25 December 2006

Christmas Quote Frenzy

Finally, brethren, whatever is true, whatever is honorable, whatever is just, whatever is pure, whatever is lovely, whatever is gracious, if there is any excellence, if there is anything worthy of praise, think about these things.

Paul of Tarsus, Letter to the Philippians (4:8)

18 December 2006

Monday Quote Frenzy – Louis Brandeis on Freedom of Speech

From his dissenting opinion in Gilbert v. Minnesota, 254 U.S. 325 (1920):
Full and free exercise of this right by the citizen is ordinarily also his duty; for its exercise is more important to the nation than it is to himself. Like the course of the heavenly bodies, harmony in national life is a resultant of the struggle between contending forces. In frank expression of conflicting opinion lies the greatest promise of wisdom in governmental action; and in suppression lies ordinarily the greatest peril.

From his concurring opinion in Whitney v. California, 274 U.S. 357 (1927):
Those who won our independence believed that the final end of the state was to make men free to develop their faculties, and that in its government the deliberative forces should prevail over the arbitrary. They valued liberty both as an end and as a means. They believed liberty to be the secret of happiness and courage to be the secret of liberty. They believed that freedom to think as you will and to speak as you think are means indispensable to the discovery and spread of political truth; that without free speech and assembly discussion would be futile; that with them, discussion affords ordinarily adequate protection against the dissemination of noxious doctrine; that the greatest menace to freedom is an inert people; that public discussion is a political duty; and that this should be a fundamental principle of the American government.
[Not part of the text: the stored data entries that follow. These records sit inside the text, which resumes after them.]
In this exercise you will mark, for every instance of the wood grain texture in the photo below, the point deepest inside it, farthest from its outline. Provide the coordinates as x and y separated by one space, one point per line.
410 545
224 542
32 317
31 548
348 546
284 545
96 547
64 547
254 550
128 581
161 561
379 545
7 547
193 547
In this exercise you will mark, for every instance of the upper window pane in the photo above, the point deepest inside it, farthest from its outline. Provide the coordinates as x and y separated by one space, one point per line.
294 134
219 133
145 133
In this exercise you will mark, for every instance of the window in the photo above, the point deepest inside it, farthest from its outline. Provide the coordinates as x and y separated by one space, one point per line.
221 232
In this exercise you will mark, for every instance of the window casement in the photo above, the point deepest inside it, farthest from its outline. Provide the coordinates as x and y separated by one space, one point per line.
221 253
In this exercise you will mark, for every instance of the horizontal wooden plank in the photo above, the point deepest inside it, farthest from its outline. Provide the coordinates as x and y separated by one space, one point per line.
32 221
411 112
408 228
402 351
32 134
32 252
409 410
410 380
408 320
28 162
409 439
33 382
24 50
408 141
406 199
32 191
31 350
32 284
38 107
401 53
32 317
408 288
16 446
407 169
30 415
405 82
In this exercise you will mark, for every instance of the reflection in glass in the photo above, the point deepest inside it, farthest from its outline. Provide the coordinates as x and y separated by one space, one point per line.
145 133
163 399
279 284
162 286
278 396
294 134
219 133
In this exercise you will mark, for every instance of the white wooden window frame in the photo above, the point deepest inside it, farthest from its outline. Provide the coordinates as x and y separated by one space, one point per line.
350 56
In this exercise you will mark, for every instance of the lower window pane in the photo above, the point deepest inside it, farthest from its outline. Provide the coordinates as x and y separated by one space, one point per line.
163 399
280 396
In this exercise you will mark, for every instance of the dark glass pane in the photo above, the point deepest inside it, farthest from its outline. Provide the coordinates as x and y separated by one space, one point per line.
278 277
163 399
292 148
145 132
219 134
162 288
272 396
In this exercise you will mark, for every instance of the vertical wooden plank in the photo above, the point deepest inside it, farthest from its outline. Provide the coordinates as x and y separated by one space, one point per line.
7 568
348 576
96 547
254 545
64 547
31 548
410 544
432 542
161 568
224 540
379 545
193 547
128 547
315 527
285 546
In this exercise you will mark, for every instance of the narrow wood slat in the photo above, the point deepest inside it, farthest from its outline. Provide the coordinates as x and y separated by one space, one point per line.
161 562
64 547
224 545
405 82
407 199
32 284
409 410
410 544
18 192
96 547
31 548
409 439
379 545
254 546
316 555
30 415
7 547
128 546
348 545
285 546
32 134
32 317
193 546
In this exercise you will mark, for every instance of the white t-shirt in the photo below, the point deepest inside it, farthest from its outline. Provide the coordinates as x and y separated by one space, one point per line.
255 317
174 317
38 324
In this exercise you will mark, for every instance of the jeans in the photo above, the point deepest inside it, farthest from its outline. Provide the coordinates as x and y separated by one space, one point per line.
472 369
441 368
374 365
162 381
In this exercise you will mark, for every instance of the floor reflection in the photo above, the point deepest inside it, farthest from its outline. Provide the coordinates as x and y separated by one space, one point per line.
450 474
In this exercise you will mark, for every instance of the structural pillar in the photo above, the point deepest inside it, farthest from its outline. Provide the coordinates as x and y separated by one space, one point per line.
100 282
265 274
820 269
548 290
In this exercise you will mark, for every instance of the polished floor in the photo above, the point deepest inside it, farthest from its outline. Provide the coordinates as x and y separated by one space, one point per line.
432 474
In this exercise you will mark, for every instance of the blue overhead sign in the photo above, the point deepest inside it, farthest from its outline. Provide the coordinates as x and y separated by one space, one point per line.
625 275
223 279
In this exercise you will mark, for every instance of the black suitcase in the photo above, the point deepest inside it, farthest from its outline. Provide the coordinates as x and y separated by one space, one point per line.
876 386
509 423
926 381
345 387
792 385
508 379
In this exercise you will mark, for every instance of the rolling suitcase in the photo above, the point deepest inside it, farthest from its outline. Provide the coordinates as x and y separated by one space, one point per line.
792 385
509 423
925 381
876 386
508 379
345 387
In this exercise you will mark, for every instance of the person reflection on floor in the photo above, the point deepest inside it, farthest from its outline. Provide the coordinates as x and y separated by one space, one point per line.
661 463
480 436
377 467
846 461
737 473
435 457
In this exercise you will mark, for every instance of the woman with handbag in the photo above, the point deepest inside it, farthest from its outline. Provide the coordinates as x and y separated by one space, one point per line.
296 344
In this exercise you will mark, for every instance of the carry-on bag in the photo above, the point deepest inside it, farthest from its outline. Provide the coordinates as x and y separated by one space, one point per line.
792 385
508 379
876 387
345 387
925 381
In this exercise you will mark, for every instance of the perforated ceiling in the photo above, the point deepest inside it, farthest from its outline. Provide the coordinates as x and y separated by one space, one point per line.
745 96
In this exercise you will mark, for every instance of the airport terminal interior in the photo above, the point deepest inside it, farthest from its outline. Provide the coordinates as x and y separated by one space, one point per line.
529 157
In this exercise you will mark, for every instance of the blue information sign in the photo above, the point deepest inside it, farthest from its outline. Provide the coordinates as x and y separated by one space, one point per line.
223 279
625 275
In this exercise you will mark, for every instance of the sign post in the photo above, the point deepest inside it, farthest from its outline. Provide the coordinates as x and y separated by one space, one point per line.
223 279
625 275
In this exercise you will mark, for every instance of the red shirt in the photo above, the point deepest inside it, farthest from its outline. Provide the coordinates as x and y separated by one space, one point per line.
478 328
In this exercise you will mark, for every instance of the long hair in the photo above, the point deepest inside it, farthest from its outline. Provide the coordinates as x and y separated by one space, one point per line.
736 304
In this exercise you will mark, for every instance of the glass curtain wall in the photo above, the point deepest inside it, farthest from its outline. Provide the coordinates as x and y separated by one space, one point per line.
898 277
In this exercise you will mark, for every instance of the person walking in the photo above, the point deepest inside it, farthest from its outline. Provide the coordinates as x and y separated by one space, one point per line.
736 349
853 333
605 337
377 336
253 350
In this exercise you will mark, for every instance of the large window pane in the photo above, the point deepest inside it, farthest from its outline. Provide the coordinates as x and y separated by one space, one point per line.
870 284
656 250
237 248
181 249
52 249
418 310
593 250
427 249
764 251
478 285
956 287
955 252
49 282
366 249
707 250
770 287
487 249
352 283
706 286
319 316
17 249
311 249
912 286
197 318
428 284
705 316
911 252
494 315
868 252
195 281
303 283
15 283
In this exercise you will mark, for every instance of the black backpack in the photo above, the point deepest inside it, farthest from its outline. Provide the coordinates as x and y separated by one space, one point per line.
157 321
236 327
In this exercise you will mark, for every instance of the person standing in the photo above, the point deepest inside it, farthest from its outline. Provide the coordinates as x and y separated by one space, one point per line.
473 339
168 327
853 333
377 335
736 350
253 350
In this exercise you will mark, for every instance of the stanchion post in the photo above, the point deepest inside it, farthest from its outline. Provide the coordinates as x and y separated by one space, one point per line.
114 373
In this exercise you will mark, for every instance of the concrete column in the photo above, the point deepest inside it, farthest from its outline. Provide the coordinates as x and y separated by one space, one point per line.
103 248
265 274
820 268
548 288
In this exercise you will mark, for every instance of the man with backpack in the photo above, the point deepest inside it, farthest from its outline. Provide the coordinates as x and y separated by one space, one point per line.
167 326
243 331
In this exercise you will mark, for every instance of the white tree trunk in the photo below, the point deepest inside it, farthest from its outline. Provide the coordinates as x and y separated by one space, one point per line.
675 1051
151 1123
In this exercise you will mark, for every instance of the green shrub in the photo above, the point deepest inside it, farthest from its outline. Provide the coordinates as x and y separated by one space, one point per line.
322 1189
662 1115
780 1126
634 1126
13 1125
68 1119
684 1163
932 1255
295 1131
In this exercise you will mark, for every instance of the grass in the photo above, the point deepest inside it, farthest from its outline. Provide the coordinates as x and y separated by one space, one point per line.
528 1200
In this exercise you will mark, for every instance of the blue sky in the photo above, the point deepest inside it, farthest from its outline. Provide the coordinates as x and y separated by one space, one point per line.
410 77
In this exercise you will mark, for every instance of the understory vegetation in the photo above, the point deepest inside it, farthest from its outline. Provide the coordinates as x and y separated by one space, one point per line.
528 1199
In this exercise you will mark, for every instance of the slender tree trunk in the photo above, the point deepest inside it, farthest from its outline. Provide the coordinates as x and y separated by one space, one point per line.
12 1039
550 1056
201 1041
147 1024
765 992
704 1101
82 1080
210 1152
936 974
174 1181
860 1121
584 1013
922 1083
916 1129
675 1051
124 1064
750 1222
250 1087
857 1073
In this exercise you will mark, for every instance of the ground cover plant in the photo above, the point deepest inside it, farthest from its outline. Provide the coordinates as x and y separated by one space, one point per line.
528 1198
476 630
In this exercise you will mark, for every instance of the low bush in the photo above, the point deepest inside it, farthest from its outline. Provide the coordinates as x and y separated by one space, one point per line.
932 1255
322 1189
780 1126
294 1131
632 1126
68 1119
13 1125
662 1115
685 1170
(Cross posted from 16th Street Forum)

11 December 2006

Monday Quote Extra - 'conspiracy theory'

John Flower, in today's Guardian Unlimited, points out that the first user of the term 'conspiracy theory', in the sense of "a belief that some covert but influential agency is responsible for an unexplained event", appears to have been Karl Popper. The Oxford English Dictionary, which tries hard to cite the earliest usages for its entries, posted the term in 1997, with the citation
I call it the 'conspiracy theory of society' - the view that an explanation of a social phenomenon consists in the discovery of the men or groups who are interested in the occurrence of this phenomenon.
from Karl Popper's work, The Open Society and its Enemies (the second edition, published in 1952 by Princeton University Press).

I never knew that.

Monday Quote Frenzy - Everyone's a Critic

Samuel Johnson, in "The Life of Pope", conveys this story told by Alexander Pope about his patron, Lord Halifax:
The famous Lord Halifax was rather a pretender to taste than really possessed of it. – When I had finished the two or three first books of my translation of the Iliad, that Lord desired to have the pleasure of hearing them read at his house. – Addison, Congreve, and Garth, were there at the reading. In four or five places, Lord Halifax stopt me very civilly, and with a speech each time, much of the same kind, 'I beg your pardon, Mr. Pope; but there is something in that passage that does not quite please me. – Be so good as to mark the place, and consider it a little [more] at your leisure. – I'm sure you can give it a little [better] turn.' I returned from Lord Halifax's with Dr. Garth, in his chariot; and, as we were going along, was saying to the Doctor, that my Lord had laid me under a good deal of difficulty by such loose and general observations; that I had been thinking over the passages almost ever since, and could not guess at what it was that offended his Lordship in either of them. Garth laughed heartily at my embarrassment; said, I had not been long enough acquainted with Lord Halifax to know his way yet; that I need not puzzle myself about looking those places over and over, when I got home. 'All you need do (says he) is to leave them just as they are; call on Lord Halifax two or three months hence, thank him for his kind observations on those passages, and then read them to him as altered. I have known him much longer than you have, and will be answerable for the event.' I followed his advice; waited on Lord Halifax some time after; said, I hoped he would find his objections to those passages removed; read them to him exactly as they were at first: and his Lordship was extremely pleased with them, and cried out, 'Ay, now [Mr. Pope] they are perfectly right: nothing can be better.'
This version comes from The Lives of the Poets, ed. G. B. Hill, 3 vols. (Oxford: Clarendon Press, 1905), as edited and reproduced by Jack Lynch, Rutgers University.